The OLS pipeline goes from inputs to projection coefficients, pauses for air, then goes from projection coefficients and variances to confidence levels. Those who believe that there's no middle step, and it goes straight from inputs to confidence levels, are prone to miss out on a number of points:

I could think of a few more, mostly bad habits about grubbing for p-values. Such bad habits are from a failure to balance the descriptive and the inferential.

Policy implications

At this point, my recommendations should be obvious: when teaching a standard pipeline like OLS, be clear as to which steps are inferential steps, and which are descriptive. Teach them separately, as a set of pipe joints each of which has value by itself, and at the end mention that what you'd taught to that point can be welded together to form a smooth pipeline.

There are a few common ways by which parts get merged and OLS sold as an inferential technique only. I have several examples of their use on my bookshelf, and recommend that they be avoided.

The most common method of confounding is to open the section on OLS with a list of assumptions required for both description and inference. This has minor benefits over introducing each assumption as it is needed--it makes it easy to memorize the list for the test--but has the major disadvantage of not giving context as to why these assumptions to be memorized are necessary. I'm pretty sure that it's these all-assumptions-first textbooks that make it so easy for me to find people who think Normally-distributed errors somehow fit into the Gauss-Markov theorem.

Some textbooks on my bookshelf literally class regression in the inferential statistics part of the book, and heavily focus on the interpretation of those darn p-values. See above about encouraging significance-grubbing.

As you can imagine, my own writing takes pains to make the distinction, and Modeling with Data covers most methods twice: once purely descriptively and with no inference, once a chapter or two later covering only inference. I don't think any continuity is lost because students have to flip between p 274 and p 307.

I used OLS as an example here, but one could apply it to may parts of what's covered in a probability and statistics class. For example, all the distributions are almost always covered in one long list, even though some are for description of natural data and others are for inference using constructed statistics.

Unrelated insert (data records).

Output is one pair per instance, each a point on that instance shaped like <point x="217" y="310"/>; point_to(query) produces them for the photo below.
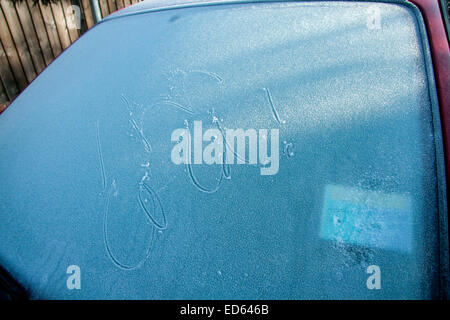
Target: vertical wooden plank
<point x="50" y="26"/>
<point x="84" y="26"/>
<point x="61" y="25"/>
<point x="15" y="28"/>
<point x="87" y="13"/>
<point x="41" y="32"/>
<point x="112" y="6"/>
<point x="70" y="20"/>
<point x="3" y="95"/>
<point x="119" y="4"/>
<point x="9" y="48"/>
<point x="104" y="8"/>
<point x="30" y="36"/>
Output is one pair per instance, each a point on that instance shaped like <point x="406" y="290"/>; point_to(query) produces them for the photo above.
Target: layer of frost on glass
<point x="87" y="177"/>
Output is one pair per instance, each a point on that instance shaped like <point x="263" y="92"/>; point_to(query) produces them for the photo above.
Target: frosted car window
<point x="236" y="151"/>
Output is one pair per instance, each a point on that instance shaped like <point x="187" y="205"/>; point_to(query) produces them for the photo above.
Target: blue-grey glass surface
<point x="86" y="176"/>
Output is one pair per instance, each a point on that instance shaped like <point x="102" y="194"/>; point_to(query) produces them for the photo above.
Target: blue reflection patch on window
<point x="367" y="218"/>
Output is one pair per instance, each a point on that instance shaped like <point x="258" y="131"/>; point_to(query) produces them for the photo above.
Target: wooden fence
<point x="31" y="36"/>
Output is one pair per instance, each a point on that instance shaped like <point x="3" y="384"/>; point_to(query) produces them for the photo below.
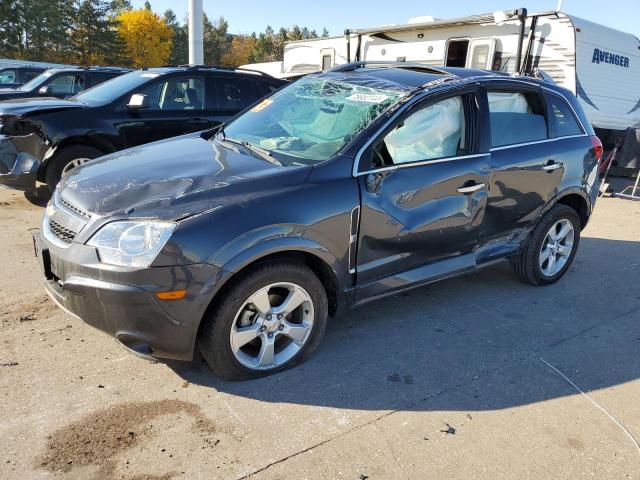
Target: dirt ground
<point x="475" y="377"/>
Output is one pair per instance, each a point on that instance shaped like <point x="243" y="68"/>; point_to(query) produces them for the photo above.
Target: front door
<point x="423" y="200"/>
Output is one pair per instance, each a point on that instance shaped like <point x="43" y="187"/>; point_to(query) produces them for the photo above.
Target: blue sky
<point x="246" y="16"/>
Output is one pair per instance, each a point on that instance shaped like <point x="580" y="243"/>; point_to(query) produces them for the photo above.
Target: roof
<point x="404" y="75"/>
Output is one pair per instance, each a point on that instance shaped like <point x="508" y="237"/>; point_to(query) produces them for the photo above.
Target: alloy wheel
<point x="556" y="248"/>
<point x="271" y="326"/>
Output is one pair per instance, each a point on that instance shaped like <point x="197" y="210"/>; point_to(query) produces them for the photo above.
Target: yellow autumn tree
<point x="240" y="51"/>
<point x="147" y="38"/>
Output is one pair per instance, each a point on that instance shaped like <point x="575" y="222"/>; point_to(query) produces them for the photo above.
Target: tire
<point x="68" y="155"/>
<point x="530" y="265"/>
<point x="234" y="314"/>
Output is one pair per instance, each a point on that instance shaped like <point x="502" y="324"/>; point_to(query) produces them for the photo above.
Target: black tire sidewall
<point x="559" y="212"/>
<point x="214" y="339"/>
<point x="54" y="169"/>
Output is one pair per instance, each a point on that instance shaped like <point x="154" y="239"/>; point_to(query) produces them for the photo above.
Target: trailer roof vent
<point x="424" y="19"/>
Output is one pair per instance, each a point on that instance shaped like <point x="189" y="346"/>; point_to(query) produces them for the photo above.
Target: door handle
<point x="550" y="167"/>
<point x="471" y="188"/>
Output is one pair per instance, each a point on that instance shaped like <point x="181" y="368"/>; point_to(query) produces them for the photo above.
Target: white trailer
<point x="599" y="64"/>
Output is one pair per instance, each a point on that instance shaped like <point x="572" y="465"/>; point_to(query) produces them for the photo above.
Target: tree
<point x="93" y="36"/>
<point x="146" y="36"/>
<point x="180" y="35"/>
<point x="240" y="52"/>
<point x="216" y="40"/>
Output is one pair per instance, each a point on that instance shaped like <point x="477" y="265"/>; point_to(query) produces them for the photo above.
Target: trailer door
<point x="480" y="53"/>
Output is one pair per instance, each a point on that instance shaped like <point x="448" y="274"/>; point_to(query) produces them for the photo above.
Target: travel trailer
<point x="599" y="64"/>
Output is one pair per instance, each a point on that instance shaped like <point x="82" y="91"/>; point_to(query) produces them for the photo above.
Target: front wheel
<point x="551" y="248"/>
<point x="270" y="318"/>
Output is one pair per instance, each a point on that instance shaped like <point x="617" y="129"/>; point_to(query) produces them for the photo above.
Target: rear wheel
<point x="551" y="248"/>
<point x="68" y="159"/>
<point x="272" y="317"/>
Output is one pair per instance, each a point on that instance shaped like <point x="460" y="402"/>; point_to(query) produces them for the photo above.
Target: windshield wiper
<point x="261" y="152"/>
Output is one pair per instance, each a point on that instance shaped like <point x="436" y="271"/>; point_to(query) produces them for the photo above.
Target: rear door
<point x="178" y="104"/>
<point x="526" y="162"/>
<point x="423" y="186"/>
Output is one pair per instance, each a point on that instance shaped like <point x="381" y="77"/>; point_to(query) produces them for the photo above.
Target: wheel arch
<point x="577" y="199"/>
<point x="318" y="260"/>
<point x="84" y="141"/>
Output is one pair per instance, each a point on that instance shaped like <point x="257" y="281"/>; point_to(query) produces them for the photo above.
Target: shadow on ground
<point x="471" y="343"/>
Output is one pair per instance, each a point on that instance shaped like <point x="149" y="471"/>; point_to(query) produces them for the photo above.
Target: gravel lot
<point x="456" y="380"/>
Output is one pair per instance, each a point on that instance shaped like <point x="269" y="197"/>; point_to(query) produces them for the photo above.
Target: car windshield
<point x="115" y="88"/>
<point x="35" y="82"/>
<point x="315" y="117"/>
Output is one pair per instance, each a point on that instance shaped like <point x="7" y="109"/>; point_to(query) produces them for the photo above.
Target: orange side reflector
<point x="172" y="295"/>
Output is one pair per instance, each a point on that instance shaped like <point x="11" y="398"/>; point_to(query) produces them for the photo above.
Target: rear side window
<point x="8" y="76"/>
<point x="436" y="131"/>
<point x="235" y="94"/>
<point x="563" y="121"/>
<point x="516" y="117"/>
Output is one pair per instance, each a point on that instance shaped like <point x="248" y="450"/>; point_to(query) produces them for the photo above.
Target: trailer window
<point x="326" y="62"/>
<point x="563" y="121"/>
<point x="457" y="53"/>
<point x="516" y="117"/>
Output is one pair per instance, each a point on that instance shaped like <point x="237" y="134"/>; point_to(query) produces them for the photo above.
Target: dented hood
<point x="25" y="106"/>
<point x="174" y="179"/>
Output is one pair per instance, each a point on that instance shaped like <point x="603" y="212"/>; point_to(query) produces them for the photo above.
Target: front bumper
<point x="18" y="167"/>
<point x="123" y="303"/>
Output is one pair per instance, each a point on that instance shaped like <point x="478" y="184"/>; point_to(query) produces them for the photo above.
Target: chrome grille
<point x="65" y="234"/>
<point x="73" y="208"/>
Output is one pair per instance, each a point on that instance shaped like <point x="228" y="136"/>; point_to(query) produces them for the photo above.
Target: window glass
<point x="67" y="84"/>
<point x="516" y="118"/>
<point x="480" y="56"/>
<point x="436" y="131"/>
<point x="326" y="62"/>
<point x="176" y="93"/>
<point x="313" y="118"/>
<point x="8" y="76"/>
<point x="564" y="122"/>
<point x="30" y="74"/>
<point x="236" y="94"/>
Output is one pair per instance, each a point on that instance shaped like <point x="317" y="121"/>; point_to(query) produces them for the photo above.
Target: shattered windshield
<point x="35" y="82"/>
<point x="314" y="118"/>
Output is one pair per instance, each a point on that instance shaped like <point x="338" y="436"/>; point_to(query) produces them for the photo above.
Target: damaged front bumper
<point x="18" y="167"/>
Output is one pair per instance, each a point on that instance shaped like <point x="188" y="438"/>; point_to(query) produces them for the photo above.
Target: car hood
<point x="174" y="179"/>
<point x="26" y="106"/>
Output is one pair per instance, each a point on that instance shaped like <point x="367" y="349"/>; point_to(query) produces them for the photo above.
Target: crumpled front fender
<point x="19" y="161"/>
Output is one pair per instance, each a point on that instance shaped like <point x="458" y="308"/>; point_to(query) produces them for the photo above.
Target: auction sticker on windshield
<point x="262" y="105"/>
<point x="367" y="97"/>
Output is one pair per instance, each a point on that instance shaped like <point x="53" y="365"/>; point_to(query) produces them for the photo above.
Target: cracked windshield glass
<point x="314" y="118"/>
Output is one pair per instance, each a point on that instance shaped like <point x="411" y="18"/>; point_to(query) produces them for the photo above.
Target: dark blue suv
<point x="339" y="189"/>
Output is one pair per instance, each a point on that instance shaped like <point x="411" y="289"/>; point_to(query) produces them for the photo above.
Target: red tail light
<point x="597" y="147"/>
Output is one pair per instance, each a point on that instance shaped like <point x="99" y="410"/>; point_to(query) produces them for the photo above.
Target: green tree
<point x="93" y="35"/>
<point x="180" y="49"/>
<point x="217" y="40"/>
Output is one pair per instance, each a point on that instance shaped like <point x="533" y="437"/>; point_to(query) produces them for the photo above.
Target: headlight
<point x="131" y="243"/>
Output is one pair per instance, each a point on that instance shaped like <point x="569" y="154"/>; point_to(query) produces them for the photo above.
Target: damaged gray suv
<point x="336" y="190"/>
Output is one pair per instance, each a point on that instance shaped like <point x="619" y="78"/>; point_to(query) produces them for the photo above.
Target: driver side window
<point x="433" y="132"/>
<point x="176" y="93"/>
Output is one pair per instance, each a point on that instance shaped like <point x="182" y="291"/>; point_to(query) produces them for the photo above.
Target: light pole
<point x="196" y="50"/>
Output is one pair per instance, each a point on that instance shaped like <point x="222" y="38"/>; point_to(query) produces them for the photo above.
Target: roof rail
<point x="349" y="67"/>
<point x="220" y="67"/>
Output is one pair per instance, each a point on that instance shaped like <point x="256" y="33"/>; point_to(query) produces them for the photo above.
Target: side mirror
<point x="138" y="102"/>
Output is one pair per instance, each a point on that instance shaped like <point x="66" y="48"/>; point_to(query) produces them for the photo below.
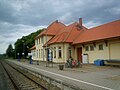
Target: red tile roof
<point x="67" y="34"/>
<point x="33" y="48"/>
<point x="52" y="29"/>
<point x="101" y="32"/>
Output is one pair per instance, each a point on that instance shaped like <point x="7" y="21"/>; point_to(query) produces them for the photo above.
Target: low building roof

As Kmenta (1986) explains, “There are no noted parent populations whose distributions could be described by the chi-squared distribution.” I like Kmenta's textbook because it does a wonderful job of telling the reader exactly whether he's talking about description or inference at any given point. Too bad it's out of print. From a purist's point of view, all distributions are just functions, but from the student's point of view, the crucial question is what s/he will do with each distribution. If their use is different, then that needs to be made clear, meaning that methods for inference and those for description need to be clearly distinguished.